BEIRUT, Lebanon -- It was clear something big was about
to break in the war on terror.
In the weeks before "the world's most wanted terrorist,"
Hezbollah's
Imad Mugniyah was assassinated, half a dozen internet/telecommunications cables
had been cut to countries through out the middle east. Or
"sabotaged" as the UN suggested.
Similar types of communications interception often
precede the launch of surprise military operations as a way to stop information
leaks.
Telecommunications to all countries in the region had been
affected except for America's main allies, Israel and
Iraq. For a short period, Hezbollah's main sponsor, Iran, was
completely blacked out. Then a few days before Mugniyah was killed, America
sent anti-missile warships to the Israeli port of Haifa. Soon Patriot missiles
that could knock out Hezbollah's incoming Katushya rockets were being deployed
across northern Galilee. If Hezbollah retaliated for Mugniyah's death, the US
and Israel were ready.
In Lebanon, America's primary spokesman, Walid
Jumblatt, had escalated the war threats against Hezbollah: "If
you think we are going to sit with our hands tied, then perhaps we have to burn
everything. If you want chaos, then we welcome chaos. If you want war, then we
welcome war. We have no problem with weapons or with rockets which we will
launch on you!"
According to former Mossad officer Victor Ostrovsky, Jumblatt
had been employed by the Mossad going back to the Lebanese civil war, and
so his words held weight. In past months, Jumblatt had often condemned
Mugniyah, and had even gone so far as to call for car bombings in Damascus.

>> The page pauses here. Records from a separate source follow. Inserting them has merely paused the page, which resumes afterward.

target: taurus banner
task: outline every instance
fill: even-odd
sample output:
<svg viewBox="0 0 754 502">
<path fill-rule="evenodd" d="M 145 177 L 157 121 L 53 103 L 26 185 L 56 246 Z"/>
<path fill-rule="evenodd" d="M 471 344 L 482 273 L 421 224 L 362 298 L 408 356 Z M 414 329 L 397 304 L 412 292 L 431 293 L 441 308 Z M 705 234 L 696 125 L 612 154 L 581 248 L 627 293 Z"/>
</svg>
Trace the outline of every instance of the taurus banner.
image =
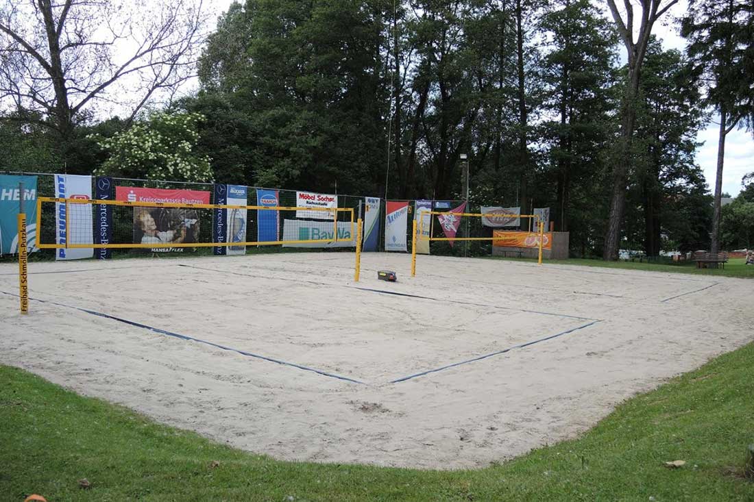
<svg viewBox="0 0 754 502">
<path fill-rule="evenodd" d="M 376 251 L 379 246 L 380 200 L 377 197 L 364 199 L 364 239 L 363 251 Z"/>
<path fill-rule="evenodd" d="M 443 227 L 445 237 L 450 239 L 448 242 L 451 247 L 453 246 L 453 239 L 455 238 L 455 234 L 458 231 L 458 225 L 461 225 L 461 216 L 458 216 L 456 214 L 463 213 L 465 209 L 466 203 L 464 202 L 458 207 L 450 210 L 446 214 L 437 215 L 437 220 L 440 222 L 440 225 Z"/>
<path fill-rule="evenodd" d="M 431 200 L 416 200 L 414 207 L 414 219 L 416 220 L 416 232 L 421 235 L 416 239 L 416 253 L 421 255 L 429 254 L 429 240 L 431 226 L 432 225 Z"/>
<path fill-rule="evenodd" d="M 542 249 L 553 246 L 553 234 L 546 232 L 542 240 Z M 537 232 L 512 232 L 504 230 L 492 231 L 492 246 L 498 247 L 539 247 L 539 234 Z"/>
<path fill-rule="evenodd" d="M 385 216 L 385 250 L 407 251 L 406 243 L 409 219 L 409 203 L 386 200 Z"/>
<path fill-rule="evenodd" d="M 92 177 L 73 174 L 55 175 L 55 197 L 66 199 L 92 198 Z M 70 214 L 67 214 L 70 213 Z M 68 219 L 70 221 L 67 221 Z M 91 204 L 68 204 L 55 203 L 55 222 L 57 232 L 55 242 L 58 244 L 91 244 L 94 242 L 92 225 Z M 69 234 L 70 232 L 70 234 Z M 92 248 L 55 249 L 57 260 L 80 260 L 94 256 Z"/>
<path fill-rule="evenodd" d="M 18 184 L 23 183 L 23 194 Z M 37 237 L 37 177 L 0 175 L 0 255 L 18 253 L 18 210 L 23 197 L 26 246 L 32 253 Z"/>
<path fill-rule="evenodd" d="M 482 206 L 482 214 L 494 215 L 482 216 L 482 225 L 486 227 L 500 228 L 502 227 L 517 227 L 521 225 L 520 207 L 500 207 L 498 206 Z"/>
</svg>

On the night Israel and America car bombed Imad
Mugniyah in Damascus, the Hezbollah area of Mugniyah's youth in south
Lebanon was hit by an earthquake, and the shock waves shook deep into Israel.
Rumors swirled that the demise of Mugniyah, like Saddam Hussein in Iraq, commemorated
Purim, the Jewish triumphal feast wherein Israel's enemies "meet
justice."
The Jerusalem Post suggested something a bit more mundane:
Mugniyah's killing was to prevent planned Hezbollah retaliations after
Israel's 2007 bombing of an alleged nuclear site in Deir Ez Zor, Syria, by
the IDF.
This writer had been on assignment for Esquire,
and was the only reporter to actually be in the oil hub of
Deir Ez Zor at the time. I spoke to officials from Shell Oil who regularly
monitor the area as part of ground operations. They stated that
Shell's field instruments had detected no rise in radiation levels
after the IDF hit. The charges of Syrian nuclear activity at the site?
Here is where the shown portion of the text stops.